New Yorkers Demand a Voters Majority in State Senate
“Golisano Majority” is Part of Historical Trend To Deny Voting Rights of Americans
Albany – Voters, advocates and faith leaders from around New York massed at the State Capitol today to demand that a “voters majority” rather than a “Golisano majority” be restored in the State Senate. The voters said that billionaire Thomas Golisano, who recently changed his official residence to Florida to avoid paying his fair share of New York State taxes, should not be allowed to use his influence to block reforms that residents of New York overwhelmingly voted for last November.
“The State Senate fight is not a game over whether which faction ends up with the power to control the chamber — it’s whether when the people voted for change in November, that vote will count,” said Veronica Horne, a member of the board of Citizen Action’s Capital District chapter. “Since the beginning of our republic, one group after another, from non-propertied whites, to African-Americans, to women, and to Native Americans, won the right to vote, often facing violence and intimidation to win that right. Now we face a different but also critical struggle: whether when we vote for change, big money interests like billionaire Tom Golisano can reverse the result with campaign cash.”

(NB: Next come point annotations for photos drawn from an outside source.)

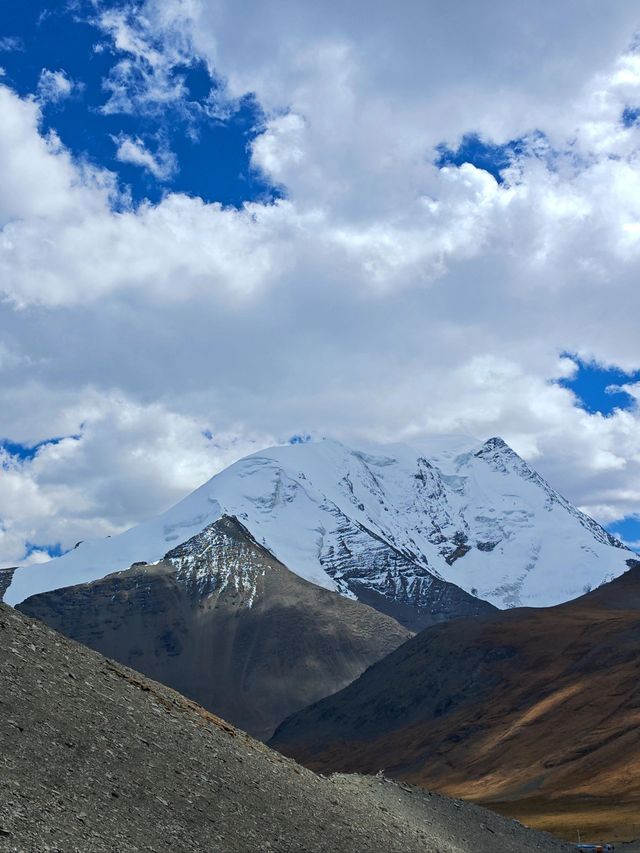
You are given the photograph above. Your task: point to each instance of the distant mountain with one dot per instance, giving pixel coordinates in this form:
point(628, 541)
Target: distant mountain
point(534, 711)
point(222, 621)
point(424, 536)
point(97, 758)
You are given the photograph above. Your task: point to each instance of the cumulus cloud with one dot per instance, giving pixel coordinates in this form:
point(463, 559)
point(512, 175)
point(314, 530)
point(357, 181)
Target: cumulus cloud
point(88, 485)
point(162, 165)
point(9, 44)
point(54, 86)
point(383, 298)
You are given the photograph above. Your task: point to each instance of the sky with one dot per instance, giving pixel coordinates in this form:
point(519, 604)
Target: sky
point(225, 225)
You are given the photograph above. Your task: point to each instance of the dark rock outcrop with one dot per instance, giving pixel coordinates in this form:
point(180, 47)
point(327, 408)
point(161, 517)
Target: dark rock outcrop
point(222, 621)
point(535, 710)
point(96, 758)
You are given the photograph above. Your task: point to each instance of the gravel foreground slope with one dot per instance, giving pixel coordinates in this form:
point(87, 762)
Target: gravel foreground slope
point(95, 758)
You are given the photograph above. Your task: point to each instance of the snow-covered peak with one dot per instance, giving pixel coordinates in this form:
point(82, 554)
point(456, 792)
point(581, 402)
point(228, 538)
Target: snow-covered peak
point(387, 519)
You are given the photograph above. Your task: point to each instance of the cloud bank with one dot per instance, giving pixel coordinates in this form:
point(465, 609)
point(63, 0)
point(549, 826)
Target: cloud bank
point(382, 298)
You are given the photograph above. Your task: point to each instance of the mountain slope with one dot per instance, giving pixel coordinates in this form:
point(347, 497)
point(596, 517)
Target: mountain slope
point(388, 524)
point(222, 621)
point(95, 758)
point(535, 708)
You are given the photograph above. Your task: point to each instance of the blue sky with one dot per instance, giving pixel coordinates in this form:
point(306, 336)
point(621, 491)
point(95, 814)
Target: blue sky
point(348, 285)
point(599, 389)
point(211, 152)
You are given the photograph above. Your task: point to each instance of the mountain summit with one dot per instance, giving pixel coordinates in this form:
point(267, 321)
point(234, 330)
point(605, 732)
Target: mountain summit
point(420, 535)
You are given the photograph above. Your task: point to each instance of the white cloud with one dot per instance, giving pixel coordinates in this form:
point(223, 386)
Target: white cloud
point(88, 485)
point(9, 44)
point(54, 86)
point(382, 298)
point(162, 165)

“The State Senate events have nothing to do with reform — they are the very opposite of reform,” said Father Kevin Bunger of East Broome Parishes in Broome County. “The coup didn’t just change leadership, it put a stop to the people’s agenda — affordable housing, control of health insurance rates, public funding of elections and many other critical issues that impact the lives of average New Yorkers. The Golisano Majority wants to replace the people’s agenda with the Golisano agenda.”
“Thomas Golisano made it absolutely clear that he doesn’t stand for reform when he changed his residency to Florida to avoid paying a fair share of taxes,” said Amy Fleming, coordinator of the Justice and Peace Resource Center in Binghamton, New York. “Tom Golisano didn’t seem to care that if the Legislature hadn’t increased taxes on wealthy people, there would have had to have been further cuts to human needs programs that low and moderate income New Yorkers so desperately need. We need a fair tax system to address that New York has the highest income gap between the rich and the poor in the nation. It is unacceptable that wealthy individuals like Mr. Golisano are able to reverse the will of the voters through the use of their campaign dollars.”
“There can’t be a better case study of why we need public financing of elections than the coup d’etat by the Golisano majority, because public financing addresses the pay-to-play system that allows corporations and the wealthy to try to buy the results they want in the State Legislature,” said Mark Manas, a member of the Long Island Progressive Coalition.
“The New York State Senate needs to support middle and lower income tenants, and not support billionaires,” said Allison Tupper, a rent regulated tenant in New York City and a member of the West Side Neighborhood Alliance. “The role of money in politics has gotten out of hand. If we don’t pass stronger rent laws, I’m at risk of being forced to move to New Jersey.”